Scientific Notation Interpretation for Floating-Point Numbers

Informal description

The type `Float` of 64-bit floating-point numbers (IEEE 754 binary64) has a canonical interpretation of scientific notation numbers (e.g., `1.23`, `3.12e10`), where numbers are parsed as $m \times 10^e$ (with sign handling for the exponent). This instance has higher priority than other numeric type interpretations to ensure correct parsing of negative floating-point literals.

Float.ofNat definition

(n : Nat) : Float

Full source

/--
Converts a natural number into the closest-possible 64-bit floating-point number, or an infinite
floating-point value if the range of `Float` is exceeded.
-/
@[export lean_float_of_nat]
def Float.ofNat (n : Nat) : Float :=
  OfScientific.ofScientific n false 0

Conversion from natural numbers to floating-point numbers

Informal description

The function converts a natural number $n$ into the closest possible 64-bit floating-point number (IEEE 754 binary64). If $n$ exceeds the range of representable values in `Float`, the result is an infinite floating-point value.

Float.ofInt definition

: Int → Float

Full source

/--
Converts an integer into the closest-possible 64-bit floating-point number, or positive or negative
infinite floating-point value if the range of `Float` is exceeded.
-/
def Float.ofInt : Int → Float
  | Int.ofNat n => Float.ofNat n
  | Int.negSucc n => Float.neg (Float.ofNat (Nat.succ n))

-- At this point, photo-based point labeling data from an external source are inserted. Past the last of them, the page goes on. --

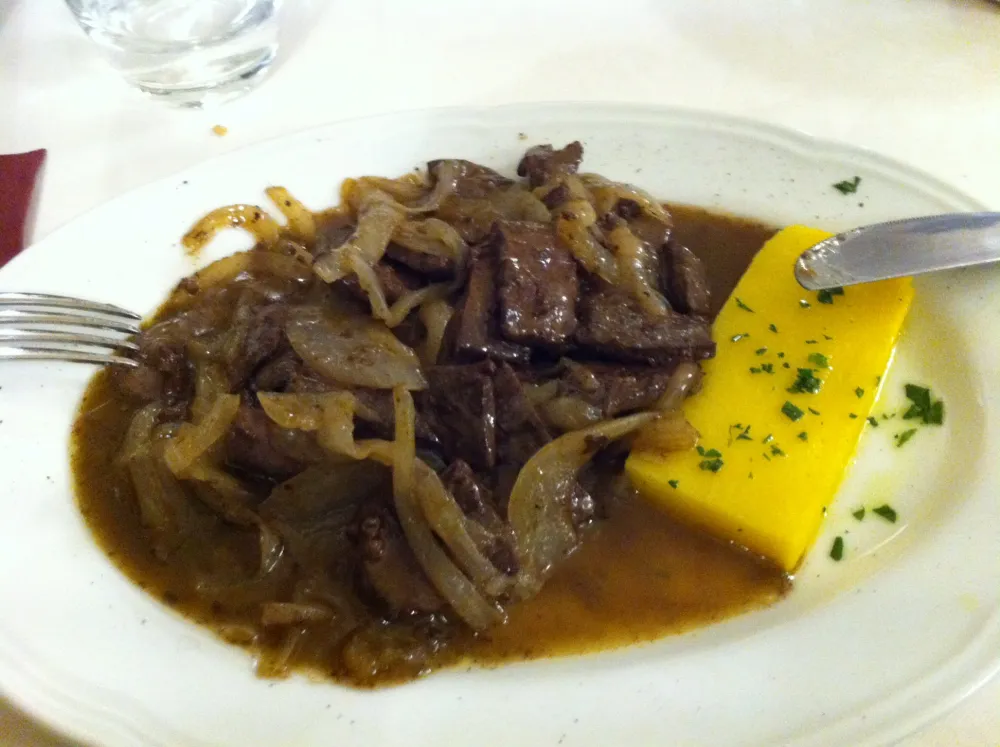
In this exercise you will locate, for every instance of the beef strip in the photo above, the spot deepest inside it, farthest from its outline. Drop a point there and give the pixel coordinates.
(389, 566)
(685, 281)
(474, 181)
(264, 340)
(496, 537)
(396, 281)
(333, 229)
(612, 324)
(377, 419)
(164, 373)
(614, 388)
(520, 431)
(250, 446)
(460, 409)
(431, 266)
(536, 284)
(542, 163)
(472, 332)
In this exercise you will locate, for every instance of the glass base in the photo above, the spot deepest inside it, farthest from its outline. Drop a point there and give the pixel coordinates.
(198, 97)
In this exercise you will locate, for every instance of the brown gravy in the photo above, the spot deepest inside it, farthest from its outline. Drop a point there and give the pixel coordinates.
(637, 577)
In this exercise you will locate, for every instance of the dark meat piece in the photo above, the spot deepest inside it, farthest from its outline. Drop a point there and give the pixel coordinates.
(556, 197)
(520, 430)
(613, 325)
(460, 409)
(616, 389)
(265, 339)
(432, 266)
(654, 232)
(276, 374)
(332, 231)
(472, 331)
(542, 163)
(537, 285)
(378, 419)
(686, 282)
(473, 181)
(250, 446)
(496, 537)
(390, 568)
(164, 373)
(582, 507)
(396, 280)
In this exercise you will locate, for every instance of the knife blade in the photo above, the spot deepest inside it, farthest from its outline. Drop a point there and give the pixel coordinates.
(901, 248)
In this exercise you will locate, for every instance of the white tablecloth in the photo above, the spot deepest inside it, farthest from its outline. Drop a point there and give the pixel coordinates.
(918, 80)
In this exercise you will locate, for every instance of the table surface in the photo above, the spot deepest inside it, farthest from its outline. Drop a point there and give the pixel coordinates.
(918, 80)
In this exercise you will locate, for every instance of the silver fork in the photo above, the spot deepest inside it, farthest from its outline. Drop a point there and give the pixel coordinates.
(39, 326)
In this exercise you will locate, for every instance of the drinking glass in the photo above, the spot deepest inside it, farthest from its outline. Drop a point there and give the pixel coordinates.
(186, 52)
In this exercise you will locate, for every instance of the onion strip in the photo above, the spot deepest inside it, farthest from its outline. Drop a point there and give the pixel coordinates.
(252, 218)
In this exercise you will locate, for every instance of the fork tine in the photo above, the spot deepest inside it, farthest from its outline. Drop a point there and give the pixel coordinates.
(63, 354)
(20, 317)
(48, 336)
(8, 298)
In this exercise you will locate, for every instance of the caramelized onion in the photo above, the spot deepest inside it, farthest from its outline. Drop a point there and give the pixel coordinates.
(638, 268)
(430, 236)
(195, 439)
(606, 195)
(573, 226)
(252, 218)
(450, 582)
(353, 351)
(378, 217)
(301, 223)
(435, 314)
(538, 509)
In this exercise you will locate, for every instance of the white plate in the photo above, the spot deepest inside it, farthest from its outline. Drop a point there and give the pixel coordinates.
(860, 653)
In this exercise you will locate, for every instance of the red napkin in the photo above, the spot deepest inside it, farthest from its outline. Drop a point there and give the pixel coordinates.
(17, 181)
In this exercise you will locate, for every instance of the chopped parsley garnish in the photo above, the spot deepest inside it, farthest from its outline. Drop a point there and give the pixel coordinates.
(837, 550)
(742, 434)
(924, 407)
(848, 186)
(806, 382)
(887, 512)
(711, 465)
(791, 412)
(826, 295)
(819, 360)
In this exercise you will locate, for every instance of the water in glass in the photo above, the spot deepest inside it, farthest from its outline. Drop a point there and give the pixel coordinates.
(188, 52)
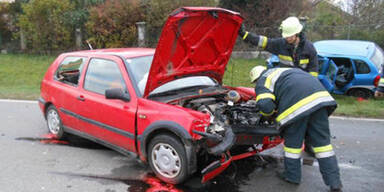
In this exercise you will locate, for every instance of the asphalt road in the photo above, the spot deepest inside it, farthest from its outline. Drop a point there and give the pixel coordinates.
(30, 163)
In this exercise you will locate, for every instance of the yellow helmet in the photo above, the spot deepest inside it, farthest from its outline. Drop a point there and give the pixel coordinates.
(290, 26)
(256, 72)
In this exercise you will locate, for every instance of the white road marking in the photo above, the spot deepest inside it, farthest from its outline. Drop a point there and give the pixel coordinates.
(356, 118)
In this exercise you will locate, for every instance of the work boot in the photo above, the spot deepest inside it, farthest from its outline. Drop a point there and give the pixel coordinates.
(281, 175)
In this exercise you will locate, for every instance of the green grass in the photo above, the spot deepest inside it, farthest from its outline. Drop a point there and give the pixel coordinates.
(21, 74)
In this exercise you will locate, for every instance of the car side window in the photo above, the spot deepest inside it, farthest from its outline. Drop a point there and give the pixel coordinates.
(102, 75)
(69, 70)
(361, 67)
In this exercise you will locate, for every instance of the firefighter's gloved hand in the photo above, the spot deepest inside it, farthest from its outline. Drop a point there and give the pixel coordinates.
(242, 31)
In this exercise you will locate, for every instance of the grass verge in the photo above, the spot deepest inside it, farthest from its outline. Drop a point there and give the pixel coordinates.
(21, 74)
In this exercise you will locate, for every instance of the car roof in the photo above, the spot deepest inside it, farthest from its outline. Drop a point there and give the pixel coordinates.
(344, 47)
(124, 52)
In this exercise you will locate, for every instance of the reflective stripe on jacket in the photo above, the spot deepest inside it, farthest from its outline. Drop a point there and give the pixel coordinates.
(306, 59)
(294, 92)
(380, 87)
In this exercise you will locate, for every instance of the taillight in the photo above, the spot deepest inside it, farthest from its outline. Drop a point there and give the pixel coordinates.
(376, 81)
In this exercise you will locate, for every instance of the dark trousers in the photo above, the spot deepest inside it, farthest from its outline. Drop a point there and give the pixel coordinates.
(316, 127)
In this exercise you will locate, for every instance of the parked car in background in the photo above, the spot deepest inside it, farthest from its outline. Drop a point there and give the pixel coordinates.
(166, 106)
(350, 67)
(347, 67)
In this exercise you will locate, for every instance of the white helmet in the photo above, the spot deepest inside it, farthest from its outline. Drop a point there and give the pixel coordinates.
(290, 26)
(256, 72)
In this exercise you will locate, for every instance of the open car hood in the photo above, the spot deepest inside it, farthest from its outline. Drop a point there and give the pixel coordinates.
(195, 41)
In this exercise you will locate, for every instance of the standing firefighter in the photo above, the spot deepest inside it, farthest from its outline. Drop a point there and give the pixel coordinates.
(301, 106)
(293, 50)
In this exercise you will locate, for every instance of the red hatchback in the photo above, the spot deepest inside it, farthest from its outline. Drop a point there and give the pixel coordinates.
(167, 106)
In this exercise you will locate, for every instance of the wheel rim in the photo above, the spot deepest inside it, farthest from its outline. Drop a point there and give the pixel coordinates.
(53, 122)
(166, 160)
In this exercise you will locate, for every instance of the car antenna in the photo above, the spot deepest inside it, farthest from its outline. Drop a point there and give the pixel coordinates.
(89, 45)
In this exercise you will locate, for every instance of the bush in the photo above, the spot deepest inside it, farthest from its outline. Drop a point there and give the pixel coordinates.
(113, 24)
(5, 32)
(43, 25)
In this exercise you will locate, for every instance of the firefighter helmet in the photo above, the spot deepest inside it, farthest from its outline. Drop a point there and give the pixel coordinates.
(256, 72)
(290, 26)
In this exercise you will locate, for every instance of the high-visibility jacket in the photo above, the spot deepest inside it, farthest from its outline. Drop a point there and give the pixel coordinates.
(304, 57)
(380, 87)
(290, 94)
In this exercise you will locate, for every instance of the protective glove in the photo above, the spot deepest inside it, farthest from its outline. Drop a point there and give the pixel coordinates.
(242, 31)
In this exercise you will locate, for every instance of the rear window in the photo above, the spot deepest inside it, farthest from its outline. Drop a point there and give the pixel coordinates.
(70, 69)
(361, 67)
(102, 75)
(378, 57)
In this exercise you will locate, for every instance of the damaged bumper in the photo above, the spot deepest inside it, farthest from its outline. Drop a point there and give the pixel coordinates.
(268, 136)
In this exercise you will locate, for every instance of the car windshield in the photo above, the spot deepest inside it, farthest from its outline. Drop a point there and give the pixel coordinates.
(139, 66)
(378, 57)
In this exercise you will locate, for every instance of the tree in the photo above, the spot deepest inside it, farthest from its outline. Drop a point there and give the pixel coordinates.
(113, 24)
(43, 24)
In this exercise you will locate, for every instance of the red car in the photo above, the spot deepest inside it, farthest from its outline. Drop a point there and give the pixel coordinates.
(166, 106)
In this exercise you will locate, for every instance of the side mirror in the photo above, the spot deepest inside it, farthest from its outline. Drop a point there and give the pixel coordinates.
(117, 93)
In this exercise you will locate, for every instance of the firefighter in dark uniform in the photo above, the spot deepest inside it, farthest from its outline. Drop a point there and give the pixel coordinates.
(293, 50)
(380, 88)
(301, 106)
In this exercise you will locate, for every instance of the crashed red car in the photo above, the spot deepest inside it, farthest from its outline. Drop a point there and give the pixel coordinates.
(167, 106)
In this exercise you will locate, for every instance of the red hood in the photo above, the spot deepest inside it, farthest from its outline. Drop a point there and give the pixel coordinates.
(195, 41)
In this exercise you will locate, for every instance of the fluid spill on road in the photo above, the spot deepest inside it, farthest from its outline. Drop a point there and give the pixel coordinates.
(45, 139)
(72, 141)
(230, 180)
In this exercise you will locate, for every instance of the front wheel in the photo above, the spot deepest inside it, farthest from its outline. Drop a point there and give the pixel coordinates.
(55, 126)
(168, 159)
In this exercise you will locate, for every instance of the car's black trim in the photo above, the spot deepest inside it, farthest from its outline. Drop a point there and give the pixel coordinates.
(41, 100)
(99, 124)
(105, 143)
(130, 75)
(178, 130)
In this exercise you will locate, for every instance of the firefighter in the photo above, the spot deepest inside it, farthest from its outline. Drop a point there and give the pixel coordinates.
(293, 50)
(301, 106)
(380, 88)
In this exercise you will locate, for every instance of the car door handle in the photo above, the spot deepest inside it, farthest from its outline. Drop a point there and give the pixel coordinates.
(80, 98)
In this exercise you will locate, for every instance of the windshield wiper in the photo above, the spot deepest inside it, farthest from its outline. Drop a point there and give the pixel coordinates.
(177, 91)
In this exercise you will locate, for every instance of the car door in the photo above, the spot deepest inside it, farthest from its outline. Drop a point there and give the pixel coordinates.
(327, 73)
(65, 88)
(363, 75)
(110, 120)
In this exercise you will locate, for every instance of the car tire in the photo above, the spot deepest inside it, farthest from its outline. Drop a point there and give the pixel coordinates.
(54, 122)
(363, 93)
(167, 158)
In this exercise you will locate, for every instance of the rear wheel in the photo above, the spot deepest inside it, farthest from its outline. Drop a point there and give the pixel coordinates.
(364, 93)
(167, 158)
(55, 126)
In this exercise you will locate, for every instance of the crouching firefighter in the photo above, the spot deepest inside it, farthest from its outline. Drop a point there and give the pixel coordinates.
(301, 106)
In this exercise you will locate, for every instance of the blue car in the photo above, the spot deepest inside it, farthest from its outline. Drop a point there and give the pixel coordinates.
(347, 66)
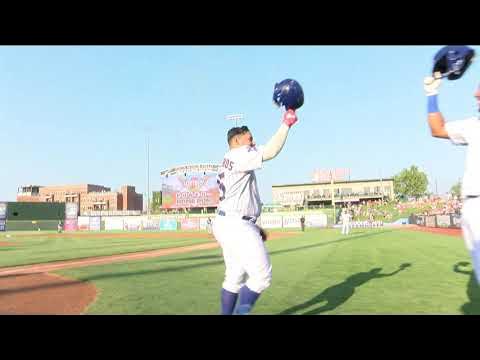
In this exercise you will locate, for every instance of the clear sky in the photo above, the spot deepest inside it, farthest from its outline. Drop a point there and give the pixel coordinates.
(81, 114)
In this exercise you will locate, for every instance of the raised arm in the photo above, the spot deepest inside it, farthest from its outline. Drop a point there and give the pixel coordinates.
(275, 144)
(435, 117)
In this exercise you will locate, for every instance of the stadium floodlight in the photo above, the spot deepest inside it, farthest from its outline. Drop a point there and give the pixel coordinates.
(235, 117)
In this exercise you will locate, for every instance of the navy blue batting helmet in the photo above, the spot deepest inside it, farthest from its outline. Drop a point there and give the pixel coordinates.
(288, 93)
(453, 61)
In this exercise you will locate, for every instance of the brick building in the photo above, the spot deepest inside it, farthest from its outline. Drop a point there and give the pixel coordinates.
(89, 197)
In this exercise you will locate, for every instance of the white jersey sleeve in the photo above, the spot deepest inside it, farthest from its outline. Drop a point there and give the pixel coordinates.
(467, 132)
(458, 131)
(247, 158)
(237, 183)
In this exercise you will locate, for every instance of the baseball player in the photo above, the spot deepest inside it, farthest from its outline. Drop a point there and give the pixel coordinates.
(248, 271)
(463, 132)
(345, 222)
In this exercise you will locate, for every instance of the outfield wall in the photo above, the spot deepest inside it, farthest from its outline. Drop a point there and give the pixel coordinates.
(436, 221)
(168, 222)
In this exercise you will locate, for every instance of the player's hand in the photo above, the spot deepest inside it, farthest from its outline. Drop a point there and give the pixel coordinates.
(290, 118)
(431, 84)
(263, 233)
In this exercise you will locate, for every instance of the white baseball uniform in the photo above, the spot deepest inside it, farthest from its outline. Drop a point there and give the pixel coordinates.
(467, 132)
(345, 222)
(246, 258)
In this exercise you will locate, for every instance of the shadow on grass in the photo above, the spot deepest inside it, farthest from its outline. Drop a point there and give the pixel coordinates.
(473, 290)
(338, 294)
(170, 269)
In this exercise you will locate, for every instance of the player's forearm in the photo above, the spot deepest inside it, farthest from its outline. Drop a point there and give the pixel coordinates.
(435, 118)
(275, 144)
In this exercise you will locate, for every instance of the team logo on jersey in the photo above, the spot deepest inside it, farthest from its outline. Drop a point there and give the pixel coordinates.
(194, 183)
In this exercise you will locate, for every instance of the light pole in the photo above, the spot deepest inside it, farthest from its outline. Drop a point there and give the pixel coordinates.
(148, 175)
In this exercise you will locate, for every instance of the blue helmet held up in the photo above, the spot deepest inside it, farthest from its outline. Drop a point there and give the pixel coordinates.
(453, 61)
(288, 93)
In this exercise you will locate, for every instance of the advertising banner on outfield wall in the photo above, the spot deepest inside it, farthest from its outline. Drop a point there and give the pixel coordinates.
(132, 223)
(316, 220)
(190, 191)
(291, 221)
(420, 220)
(169, 224)
(71, 225)
(71, 211)
(190, 224)
(151, 224)
(203, 223)
(113, 223)
(456, 220)
(83, 223)
(443, 220)
(94, 223)
(3, 211)
(271, 221)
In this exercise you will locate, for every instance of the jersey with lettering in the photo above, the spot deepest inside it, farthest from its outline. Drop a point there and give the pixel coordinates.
(467, 132)
(237, 182)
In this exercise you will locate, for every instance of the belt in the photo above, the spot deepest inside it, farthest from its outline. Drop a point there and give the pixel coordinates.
(248, 218)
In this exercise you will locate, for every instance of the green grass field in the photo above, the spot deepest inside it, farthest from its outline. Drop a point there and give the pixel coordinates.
(318, 272)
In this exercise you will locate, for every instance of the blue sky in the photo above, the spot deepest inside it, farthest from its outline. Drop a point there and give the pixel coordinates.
(81, 114)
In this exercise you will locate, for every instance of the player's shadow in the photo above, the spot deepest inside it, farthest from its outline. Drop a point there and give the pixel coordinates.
(338, 294)
(473, 289)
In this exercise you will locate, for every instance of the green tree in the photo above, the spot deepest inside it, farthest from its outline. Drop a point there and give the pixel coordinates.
(410, 182)
(455, 189)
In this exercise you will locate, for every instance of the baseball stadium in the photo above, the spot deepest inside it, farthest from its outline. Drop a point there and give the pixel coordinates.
(82, 268)
(202, 242)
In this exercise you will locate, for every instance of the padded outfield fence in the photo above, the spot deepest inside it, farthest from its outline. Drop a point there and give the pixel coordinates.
(436, 221)
(164, 223)
(31, 216)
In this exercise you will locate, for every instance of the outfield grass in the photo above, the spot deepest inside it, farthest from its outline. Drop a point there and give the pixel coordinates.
(317, 272)
(37, 248)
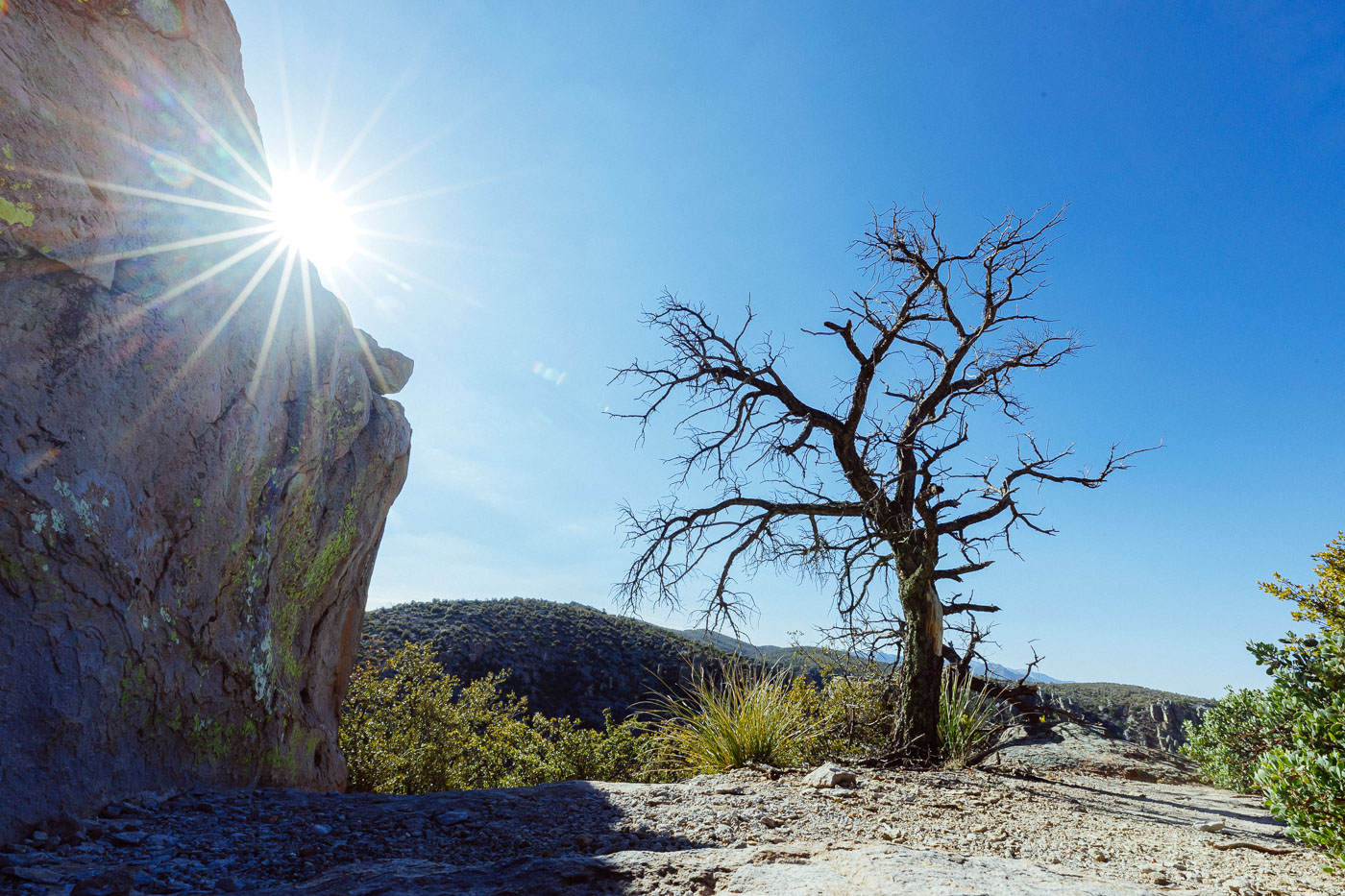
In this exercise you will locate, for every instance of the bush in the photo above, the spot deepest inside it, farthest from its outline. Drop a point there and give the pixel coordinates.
(1228, 742)
(409, 728)
(854, 714)
(966, 720)
(752, 715)
(1304, 781)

Conversion from integers to floating-point numbers

Informal description

The function converts an integer $n$ into the closest possible 64-bit floating-point number (IEEE 754 binary64). If the magnitude of $n$ exceeds the range of representable values in `Float`, the result is either positive or negative infinity, depending on the sign of $n$.

instOfNatFloat instance

: OfNat Float n

Full source

instance : OfNat Float n   := ⟨Float.ofNat n⟩

Canonical Interpretation of Natural Number Literals as Floating-Point Numbers

Informal description

For any natural number literal `n`, there is a canonical interpretation of `n` as a 64-bit floating-point number (IEEE 754 binary64). This conversion yields the closest representable floating-point value to `n`, or an infinite value if `n` exceeds the range of representable floating-point numbers.

Nat.toFloat abbrev

(n : Nat) : Float

Full source

@[inherit_doc Float.ofNat] abbrev Nat.toFloat (n : Nat) : Float :=
  Float.ofNat n

Natural Number to Floating-Point Conversion

Informal description

The function converts a natural number $n$ to a 64-bit floating-point number (IEEE 754 binary64), preserving the exact value when possible and otherwise returning the closest representable floating-point approximation. If $n$ exceeds the range of representable values, the result will be an infinite floating-point value.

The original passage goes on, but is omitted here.